La refonte profonde du Gabon exige bien plus que des ajustements superficiels. C’est le message percutant qu’a porté Yves Fernand Manfoumbi, ancien directeur général du budget et ancien ministre, dans une tribune diffusée sur les réseaux sociaux. Pour cet expert en gestion publique, le pays doit abandonner la gestion réactive des crises pour adopter une approche structurante et prospective.
Dans son analyse, l’ancien haut fonctionnaire souligne que l’action publique gabonaise a trop souvent été marquée par une réponse tardive aux défis. Il rappelle une vérité implacable : « aucun État ne construit sa puissance dans l’improvisation ». Pour illustrer son propos, il évoque des modèles de réussite comme Singapour, la Corée du Sud ou le Rwanda, où la planification stratégique a transformé le destin national.
Pourtant, le Gabon dispose d’atouts majeurs pour réussir sa transition : des ressources naturelles abondantes, une biodiversité préservée et une jeunesse ambitieuse. La question n’est donc plus de savoir si le pays peut se développer, mais comment il doit s’y prendre.
Des résultats concrets et une responsabilité accrue
Yves Fernand Manfoumbi insiste sur trois principes fondamentaux pour garantir l’efficacité de l’action publique. D’abord, une planification méthodique où chaque réforme doit répondre à un objectif clair et mesurable. Ensuite, une évaluation systématique des politiques mises en œuvre, car « une politique publique non évaluée finit toujours par devenir un gouffre financier ». Enfin, une anticipation proactive des enjeux globaux, notamment l’évolution technologique et les défis climatiques.
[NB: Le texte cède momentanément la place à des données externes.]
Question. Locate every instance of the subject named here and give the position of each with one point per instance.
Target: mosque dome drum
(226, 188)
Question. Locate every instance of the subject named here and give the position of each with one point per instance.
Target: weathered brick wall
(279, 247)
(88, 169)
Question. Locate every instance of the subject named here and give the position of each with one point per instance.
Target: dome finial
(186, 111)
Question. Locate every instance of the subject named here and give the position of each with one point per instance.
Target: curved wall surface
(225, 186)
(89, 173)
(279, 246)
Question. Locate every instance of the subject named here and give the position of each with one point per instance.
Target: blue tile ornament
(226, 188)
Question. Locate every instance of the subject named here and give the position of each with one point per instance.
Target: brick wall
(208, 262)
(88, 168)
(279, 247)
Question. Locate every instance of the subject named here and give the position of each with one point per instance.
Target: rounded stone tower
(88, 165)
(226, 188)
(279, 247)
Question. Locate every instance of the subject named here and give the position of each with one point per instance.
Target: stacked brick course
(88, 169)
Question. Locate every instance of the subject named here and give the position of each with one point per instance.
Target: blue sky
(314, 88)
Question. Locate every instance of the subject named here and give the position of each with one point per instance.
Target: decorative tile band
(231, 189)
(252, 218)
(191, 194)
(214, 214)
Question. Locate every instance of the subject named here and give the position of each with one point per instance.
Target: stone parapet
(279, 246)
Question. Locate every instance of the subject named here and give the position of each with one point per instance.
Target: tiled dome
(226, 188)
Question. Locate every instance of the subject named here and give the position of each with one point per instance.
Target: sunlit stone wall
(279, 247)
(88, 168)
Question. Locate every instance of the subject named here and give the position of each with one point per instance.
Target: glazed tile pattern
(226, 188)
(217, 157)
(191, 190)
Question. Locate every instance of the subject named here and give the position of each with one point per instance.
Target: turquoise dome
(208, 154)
Le message est sans ambiguïté : « Gouverner, ce n’est pas promettre, c’est concrétiser. »
Des institutions adaptées aux défis du futur
Pour que cette vision prenne forme, elle doit s’imposer à tous les niveaux de l’administration. Yves Fernand Manfoumbi rappelle une évidence dans un monde en mutation : « Le XXIᵉ siècle ne récompensera pas les nations les plus riches, mais celles qui savent le mieux s’organiser. »
La planification et l’anticipation ne doivent plus être des options, mais le socle même de la gouvernance gabonaise pour relever les défis de demain.